RAIF: a new type of AIF is coming soon

Jacques Elvinger EHP

Jacques Elvinger, Member of LPEA

Over the last 12 months, Luxembourg industry practitioners, with the support of the Luxembourg government, have been designing the legal framework for a new type of Luxembourg alternative investment fund (“AIF“) managed by an authorised AIFM, and this project is nearing completion so that the legislative process can start imminently.

This new type of AIF, referred to in the working documents as reserved alternative investment fund (“RAIF“), has substantially the same characteristics (and flexibilities) as a SIF (1) -AIF, the main difference being that the RAIF will not be subject to the supervision of the Luxembourg supervisory authority (the “CSSF“).

Contrary to a SIF, there will be no need for CSSF approval for the creation and launch of a RAIF and, similarly, no authorisation will be required from any supervisory authority in the event of changes to a RAIF’s constitutional documents, information documents or other documents governing the functioning of the RAIF. Investors in a RAIF will thus not have the benefit of the increased investor protection which the supervision by a supervisory authority entails, as is the case with the SIF, but the timeframe within which a RAIF can be set up and launched will be more attractive from a time-to-market perspective.
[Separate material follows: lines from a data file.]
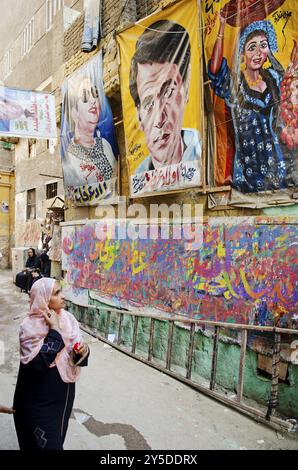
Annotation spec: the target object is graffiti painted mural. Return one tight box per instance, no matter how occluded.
[62,217,298,328]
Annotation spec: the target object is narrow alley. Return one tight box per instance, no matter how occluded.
[0,270,298,450]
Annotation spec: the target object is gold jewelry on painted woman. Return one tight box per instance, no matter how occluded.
[243,71,263,87]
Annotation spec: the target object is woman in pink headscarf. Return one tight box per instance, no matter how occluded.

Because the RAIF is an AIF managed by an authorised AIFM (based in Luxembourg or in another EU Member State), the AIFM will ensure that the RAIF complies with all requirements of the AIFMD. Indirect supervision of the RAIF is therefore ensured through the supervision performed on its AIFM by the latter’s supervisory authority.
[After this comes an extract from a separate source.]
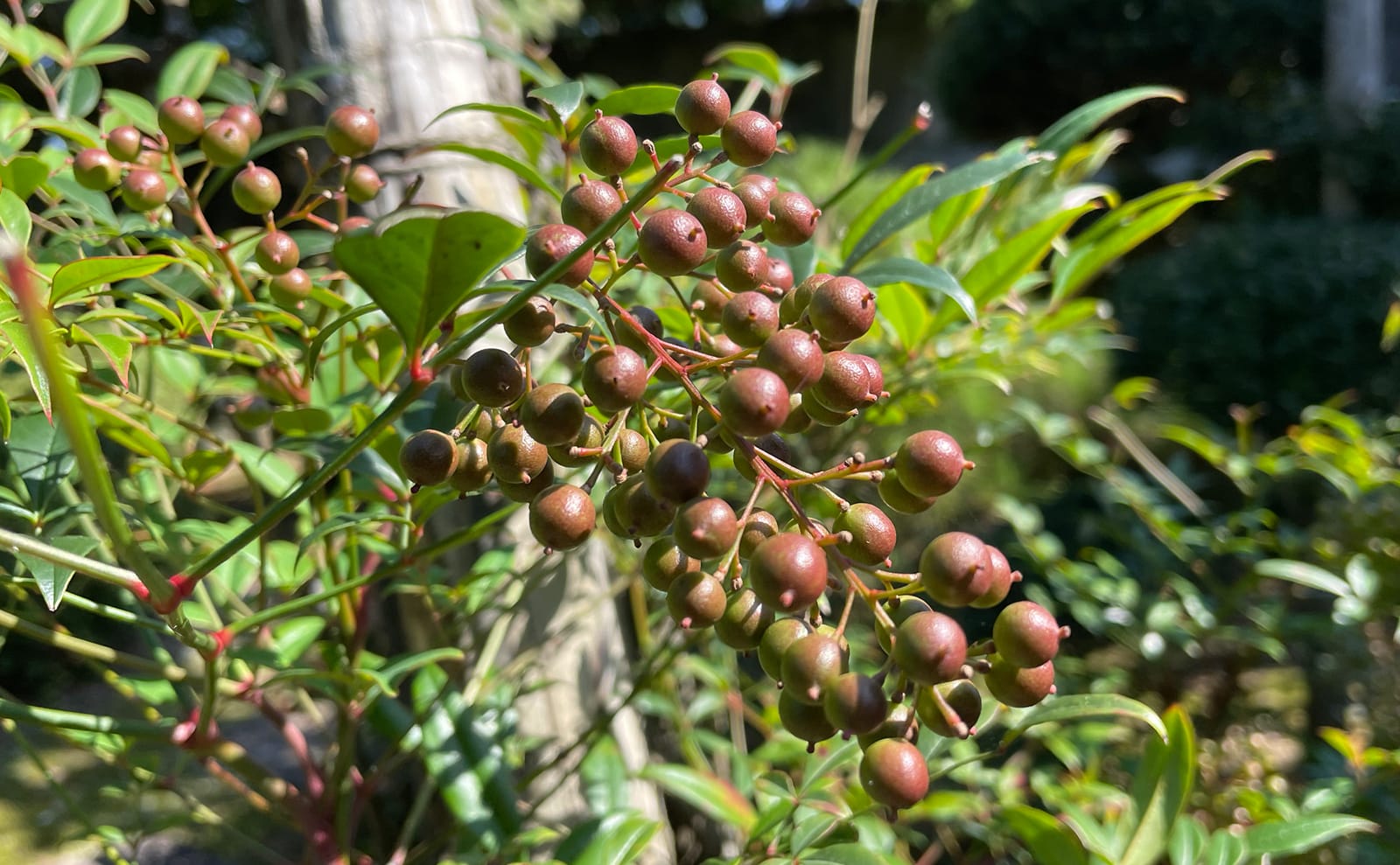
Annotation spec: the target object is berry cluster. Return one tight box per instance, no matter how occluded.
[73,96,383,310]
[401,73,1067,807]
In all other respects, the RAIF will have the same characteristics as a SIF-AIF, notably as regards the various different legal forms (corporate and contractual) which are available, no limitation as regards eligible assets or investment policies, the possibility to have multiple compartments and multiple classes, flexible subscription, redemption and distribution features and the tax regime of the taxe d’abonnement at the 0.01% rate (or nil rate in certain circumstances).

If a RAIF restricts its investment policy in its constitutive documents to investments in risk capital, it is not required to operate under the principle of risk spreading and it will be subject to the same tax regime that currently applies to SICARs. (2)

As the RAIF is an AIF managed by an authorised AIFM, it will have the benefit of the European passport granted by the AIFM Directive for marketing to professional investors in the EU.

Assuming the legislative process will take approximately six months, it can be expected that this new type of AIF will be available over the course of Q2 in 2016.